Ryanair insists threatened strike 'likely won't take place'
RYANAIR insisted the biggest threatened strike in its history likely won't take place on September 28 - as the airline said it expected to have comprehensive agreements in place with all pilots and cabin crew throughout its European bases over coming weeks.
The budget airline faces industrial action by cabin crew in five EU countries on September 28 in the latest bout of labour unrest within the airline.
However, Ryanair marketing director Kenny Jacobs insisted there was every chance the industrial action in Italy, Portugal, Spain, Belgium and the Netherlands may not proceed.
The airline has now agreed a framework for a deal with unions representing the bulk of its Italian cabin crew.
Mr Jacobs said he expected comprehensive labour deals in all Ryanair markets by Christmas.
"I expect we will get to Christmas with deals done with everyone - and that takes away the uncertainty," he said.
"The risk of disruption will go away - we will do deals with the unions."
"Some 90pc of Irish pilots have accepted the deal so you now see a very stable situation in Ireland."
"Across Europe it is the same - we have deals done with all of the big pilots unions and cabin crew unions."
"We will make further progress across the rest of the autumn. We think the situation is stable and that there may not be a strike on September 28."
"If there is, it will be small and it will not be successful."
"Ryanair's management and board are serious about working with unions. I think we have done an incredible job - we are only recognising unions for nine months. In those nine months we have deals done, collective labour agreements, with pilots and cabin crew unions in most of our markets."
"We have made incredible progress in nine months."
"Once we have the rest of these deals done, it takes away the risk of disruption caused by strikes."
"Other than that, life goes on, bookings go on and our customers keep booking cheap fares with us."
He acknowledged the airline had faced industrial turmoil this summer - but denied that it had any significant impact.
"We have had a number of strikes over the summer," he said.
"No flight to or from Cork was cancelled. We did have some disruption in Dublin. But we now have an agreement in place with our Irish pilots so we don't expect disruption in Ireland."
"Across the rest of Europe - this morning we announced we have an agreement in place with the Italian cabin crew."
"We haven't received notification of a strike on September 28. If there is a strike - and there may not be - if there is one we will manage the disruption which will be very small. Customers don't need to be worried."
"Like every strike that we have had, 96pc of Ryanair flights operate normally."
"When there are strikes and they don't work, it is better for the unions to come and talk to us."

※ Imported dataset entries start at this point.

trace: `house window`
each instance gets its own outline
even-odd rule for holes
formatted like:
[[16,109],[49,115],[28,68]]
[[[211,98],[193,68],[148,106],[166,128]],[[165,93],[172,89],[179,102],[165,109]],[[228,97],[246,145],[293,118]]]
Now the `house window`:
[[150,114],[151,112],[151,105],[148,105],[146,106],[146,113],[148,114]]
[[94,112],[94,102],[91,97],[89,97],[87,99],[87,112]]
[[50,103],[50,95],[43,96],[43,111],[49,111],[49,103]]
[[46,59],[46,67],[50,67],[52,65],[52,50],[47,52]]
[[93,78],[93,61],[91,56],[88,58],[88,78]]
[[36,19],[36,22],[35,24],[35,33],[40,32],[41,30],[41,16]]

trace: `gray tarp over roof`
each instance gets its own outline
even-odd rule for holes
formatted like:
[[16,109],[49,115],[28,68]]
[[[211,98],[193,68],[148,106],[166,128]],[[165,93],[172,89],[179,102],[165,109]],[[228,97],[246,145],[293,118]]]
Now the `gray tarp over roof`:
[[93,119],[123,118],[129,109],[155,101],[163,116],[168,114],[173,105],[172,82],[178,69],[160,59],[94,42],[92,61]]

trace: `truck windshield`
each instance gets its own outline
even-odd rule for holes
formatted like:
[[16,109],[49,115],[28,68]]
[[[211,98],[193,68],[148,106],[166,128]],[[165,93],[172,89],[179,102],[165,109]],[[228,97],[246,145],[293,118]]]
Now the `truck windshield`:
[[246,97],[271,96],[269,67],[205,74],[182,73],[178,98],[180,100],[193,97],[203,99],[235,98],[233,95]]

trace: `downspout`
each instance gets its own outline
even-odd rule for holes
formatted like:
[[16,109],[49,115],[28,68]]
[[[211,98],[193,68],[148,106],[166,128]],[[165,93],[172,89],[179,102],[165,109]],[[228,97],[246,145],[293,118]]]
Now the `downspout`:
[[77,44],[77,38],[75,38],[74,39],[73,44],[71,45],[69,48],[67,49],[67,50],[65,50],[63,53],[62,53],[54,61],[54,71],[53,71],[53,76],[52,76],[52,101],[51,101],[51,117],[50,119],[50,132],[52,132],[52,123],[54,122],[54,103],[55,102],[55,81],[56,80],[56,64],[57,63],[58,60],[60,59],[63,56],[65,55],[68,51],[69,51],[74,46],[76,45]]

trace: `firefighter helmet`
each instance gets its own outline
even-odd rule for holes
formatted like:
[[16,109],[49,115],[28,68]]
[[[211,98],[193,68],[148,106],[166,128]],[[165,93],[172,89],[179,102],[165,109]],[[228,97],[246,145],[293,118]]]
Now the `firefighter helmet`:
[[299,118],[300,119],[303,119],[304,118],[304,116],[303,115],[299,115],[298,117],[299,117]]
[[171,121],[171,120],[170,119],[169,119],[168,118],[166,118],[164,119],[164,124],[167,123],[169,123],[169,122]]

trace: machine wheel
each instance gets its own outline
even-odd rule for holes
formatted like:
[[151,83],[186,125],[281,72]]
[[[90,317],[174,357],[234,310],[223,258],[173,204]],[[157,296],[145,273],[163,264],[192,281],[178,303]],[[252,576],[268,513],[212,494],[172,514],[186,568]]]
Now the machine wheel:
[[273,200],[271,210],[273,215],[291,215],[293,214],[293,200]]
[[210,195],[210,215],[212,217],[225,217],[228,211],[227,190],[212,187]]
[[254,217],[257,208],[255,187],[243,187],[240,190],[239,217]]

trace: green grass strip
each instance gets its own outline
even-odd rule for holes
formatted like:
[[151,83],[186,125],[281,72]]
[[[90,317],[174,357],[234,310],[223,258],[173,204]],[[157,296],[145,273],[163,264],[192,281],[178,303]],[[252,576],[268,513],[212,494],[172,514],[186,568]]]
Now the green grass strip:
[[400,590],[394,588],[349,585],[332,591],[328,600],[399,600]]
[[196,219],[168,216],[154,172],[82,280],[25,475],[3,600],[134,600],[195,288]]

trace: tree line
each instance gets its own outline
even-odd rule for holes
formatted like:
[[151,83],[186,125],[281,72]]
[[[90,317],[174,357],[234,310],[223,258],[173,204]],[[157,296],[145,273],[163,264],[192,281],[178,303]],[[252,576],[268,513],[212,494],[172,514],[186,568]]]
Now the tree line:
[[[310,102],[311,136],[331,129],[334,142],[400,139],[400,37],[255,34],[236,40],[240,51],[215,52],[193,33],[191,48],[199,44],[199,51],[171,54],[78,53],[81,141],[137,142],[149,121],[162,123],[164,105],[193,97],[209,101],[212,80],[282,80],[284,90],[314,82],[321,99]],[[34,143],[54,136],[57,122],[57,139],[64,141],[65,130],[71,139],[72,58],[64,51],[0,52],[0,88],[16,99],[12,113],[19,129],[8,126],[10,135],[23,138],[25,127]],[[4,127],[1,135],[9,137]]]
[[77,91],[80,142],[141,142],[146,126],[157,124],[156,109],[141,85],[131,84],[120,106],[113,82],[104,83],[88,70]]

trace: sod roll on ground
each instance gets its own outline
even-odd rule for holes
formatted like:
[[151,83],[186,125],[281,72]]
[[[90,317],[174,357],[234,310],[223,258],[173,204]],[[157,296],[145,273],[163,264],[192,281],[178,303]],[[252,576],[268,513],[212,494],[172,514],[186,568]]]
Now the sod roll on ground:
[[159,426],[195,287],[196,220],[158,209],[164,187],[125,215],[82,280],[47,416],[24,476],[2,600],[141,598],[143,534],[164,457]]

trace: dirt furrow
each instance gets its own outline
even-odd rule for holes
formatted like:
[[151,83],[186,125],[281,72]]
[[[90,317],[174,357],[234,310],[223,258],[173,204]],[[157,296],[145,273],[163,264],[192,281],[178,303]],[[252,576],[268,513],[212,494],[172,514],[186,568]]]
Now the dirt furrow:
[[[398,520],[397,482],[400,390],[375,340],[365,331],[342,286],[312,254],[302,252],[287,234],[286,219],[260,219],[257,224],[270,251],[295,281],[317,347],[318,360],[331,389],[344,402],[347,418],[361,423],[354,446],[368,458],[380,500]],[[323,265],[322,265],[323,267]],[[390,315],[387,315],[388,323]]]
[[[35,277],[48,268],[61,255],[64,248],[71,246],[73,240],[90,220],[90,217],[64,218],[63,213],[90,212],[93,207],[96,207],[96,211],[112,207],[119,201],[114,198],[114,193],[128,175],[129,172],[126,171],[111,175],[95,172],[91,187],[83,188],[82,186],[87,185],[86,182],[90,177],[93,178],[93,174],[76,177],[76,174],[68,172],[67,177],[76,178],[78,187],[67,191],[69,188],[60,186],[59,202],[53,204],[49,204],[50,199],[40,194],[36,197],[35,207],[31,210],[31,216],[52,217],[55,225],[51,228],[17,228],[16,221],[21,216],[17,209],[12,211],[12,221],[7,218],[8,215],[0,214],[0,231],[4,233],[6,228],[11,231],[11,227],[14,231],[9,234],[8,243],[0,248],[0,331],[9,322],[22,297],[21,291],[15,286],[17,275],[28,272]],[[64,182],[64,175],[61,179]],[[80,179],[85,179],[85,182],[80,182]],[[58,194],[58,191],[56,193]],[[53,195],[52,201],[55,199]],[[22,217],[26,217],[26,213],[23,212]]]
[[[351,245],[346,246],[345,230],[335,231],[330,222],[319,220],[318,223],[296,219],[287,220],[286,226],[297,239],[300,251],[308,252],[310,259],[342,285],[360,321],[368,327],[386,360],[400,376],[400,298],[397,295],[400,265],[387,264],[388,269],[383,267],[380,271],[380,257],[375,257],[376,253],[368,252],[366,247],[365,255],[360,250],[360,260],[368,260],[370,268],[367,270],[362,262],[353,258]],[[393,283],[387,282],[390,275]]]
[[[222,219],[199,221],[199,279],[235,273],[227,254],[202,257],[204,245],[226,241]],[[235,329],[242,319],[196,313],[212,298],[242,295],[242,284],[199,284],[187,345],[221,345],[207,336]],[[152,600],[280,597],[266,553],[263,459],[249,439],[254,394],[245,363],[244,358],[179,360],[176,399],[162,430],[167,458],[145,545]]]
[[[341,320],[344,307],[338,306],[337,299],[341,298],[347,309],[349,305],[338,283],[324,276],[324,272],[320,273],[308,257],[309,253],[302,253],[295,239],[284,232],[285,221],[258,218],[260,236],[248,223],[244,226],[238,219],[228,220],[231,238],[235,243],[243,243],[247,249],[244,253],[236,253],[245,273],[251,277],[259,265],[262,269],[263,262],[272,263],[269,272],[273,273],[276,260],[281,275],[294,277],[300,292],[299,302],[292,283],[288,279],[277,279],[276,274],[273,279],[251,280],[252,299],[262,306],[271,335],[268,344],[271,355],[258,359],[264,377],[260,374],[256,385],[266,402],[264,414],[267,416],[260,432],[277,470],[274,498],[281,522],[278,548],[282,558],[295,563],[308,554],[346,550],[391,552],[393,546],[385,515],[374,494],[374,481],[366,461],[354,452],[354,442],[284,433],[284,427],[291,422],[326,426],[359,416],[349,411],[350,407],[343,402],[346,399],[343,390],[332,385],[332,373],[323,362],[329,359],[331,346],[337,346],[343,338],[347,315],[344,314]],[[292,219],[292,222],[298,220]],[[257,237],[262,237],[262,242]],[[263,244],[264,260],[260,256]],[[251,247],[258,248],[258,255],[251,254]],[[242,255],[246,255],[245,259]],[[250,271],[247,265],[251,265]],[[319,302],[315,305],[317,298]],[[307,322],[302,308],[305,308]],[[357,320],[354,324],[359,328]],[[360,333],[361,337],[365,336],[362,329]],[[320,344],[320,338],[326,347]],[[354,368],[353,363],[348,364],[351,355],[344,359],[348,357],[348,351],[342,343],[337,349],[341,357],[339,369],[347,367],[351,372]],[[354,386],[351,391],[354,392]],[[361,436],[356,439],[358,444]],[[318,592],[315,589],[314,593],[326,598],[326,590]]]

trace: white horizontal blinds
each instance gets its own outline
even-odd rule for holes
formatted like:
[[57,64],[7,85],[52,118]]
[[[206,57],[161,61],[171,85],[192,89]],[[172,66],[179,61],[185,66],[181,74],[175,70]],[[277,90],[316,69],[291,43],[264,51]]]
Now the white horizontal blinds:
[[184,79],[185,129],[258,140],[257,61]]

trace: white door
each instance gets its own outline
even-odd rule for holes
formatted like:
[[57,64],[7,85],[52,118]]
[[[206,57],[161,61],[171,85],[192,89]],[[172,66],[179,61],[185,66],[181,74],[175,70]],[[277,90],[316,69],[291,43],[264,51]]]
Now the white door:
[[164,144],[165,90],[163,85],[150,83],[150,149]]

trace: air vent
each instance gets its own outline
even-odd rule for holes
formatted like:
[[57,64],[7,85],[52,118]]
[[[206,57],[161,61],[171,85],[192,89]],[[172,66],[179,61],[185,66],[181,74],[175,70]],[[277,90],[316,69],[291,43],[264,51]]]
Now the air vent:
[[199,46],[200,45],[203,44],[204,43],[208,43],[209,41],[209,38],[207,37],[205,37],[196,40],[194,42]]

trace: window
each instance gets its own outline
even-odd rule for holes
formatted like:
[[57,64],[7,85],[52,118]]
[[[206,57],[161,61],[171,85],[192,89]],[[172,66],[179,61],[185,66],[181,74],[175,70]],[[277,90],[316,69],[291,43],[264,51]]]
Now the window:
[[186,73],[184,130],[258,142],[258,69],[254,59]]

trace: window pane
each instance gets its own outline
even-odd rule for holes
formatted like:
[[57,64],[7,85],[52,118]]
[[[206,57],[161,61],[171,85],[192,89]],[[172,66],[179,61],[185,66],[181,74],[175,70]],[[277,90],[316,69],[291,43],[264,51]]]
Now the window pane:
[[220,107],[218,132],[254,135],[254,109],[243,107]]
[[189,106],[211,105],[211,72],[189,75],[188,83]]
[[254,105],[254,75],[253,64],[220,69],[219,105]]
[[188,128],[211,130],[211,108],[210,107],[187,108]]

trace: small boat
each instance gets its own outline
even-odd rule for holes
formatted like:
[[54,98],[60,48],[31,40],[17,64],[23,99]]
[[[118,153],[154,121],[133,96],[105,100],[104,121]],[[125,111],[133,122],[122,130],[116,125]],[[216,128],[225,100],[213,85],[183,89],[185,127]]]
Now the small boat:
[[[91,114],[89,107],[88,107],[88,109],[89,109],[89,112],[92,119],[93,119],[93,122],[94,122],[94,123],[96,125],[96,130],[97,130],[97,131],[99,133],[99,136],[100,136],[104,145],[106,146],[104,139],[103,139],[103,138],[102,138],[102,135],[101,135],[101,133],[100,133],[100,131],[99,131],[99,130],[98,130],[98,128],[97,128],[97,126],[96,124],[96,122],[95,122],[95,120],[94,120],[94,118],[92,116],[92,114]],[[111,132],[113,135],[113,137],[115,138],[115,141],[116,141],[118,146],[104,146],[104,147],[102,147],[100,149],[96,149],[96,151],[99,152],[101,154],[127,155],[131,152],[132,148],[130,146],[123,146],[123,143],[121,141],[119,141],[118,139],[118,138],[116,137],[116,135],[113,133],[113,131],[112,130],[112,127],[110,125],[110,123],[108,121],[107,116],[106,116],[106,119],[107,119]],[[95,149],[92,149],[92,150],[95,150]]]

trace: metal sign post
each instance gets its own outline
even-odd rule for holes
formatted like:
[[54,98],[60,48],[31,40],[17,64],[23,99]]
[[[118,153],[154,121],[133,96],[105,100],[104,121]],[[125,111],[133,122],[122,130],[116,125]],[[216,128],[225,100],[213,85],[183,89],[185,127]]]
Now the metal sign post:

"They have caused minimal disruption."
He insisted a far bigger issue were delays encountered at their core Stansted base - an issue it has already raised with UK authorities over extra resources for air traffic control etc.
"Stansted is not related to strikes - Stansted had an unique summer because Europe had an unique summer caused by disruption. That disruption was caused by air traffic control shortages and strikes by French air traffic control personnel."
Mr Jacobs said that while Stansted accounted for roughly 15pc of London's air traffic, it had almost 50pc of flight delays.
He again insisted the industrial turmoil over recent months has had no impact on Ryanair's passenger numbers.
"When you have fares from Euro 35 across Europe across the full year, that will keep customers coming back to Ryanair. That doesn't change."
He said the airline is preparing for a bumper 2019 season - and have already confirmed a 20pc expansion of their Cork presence with a likely increase in passenger numbers from 900,000 to more than 1.1 million.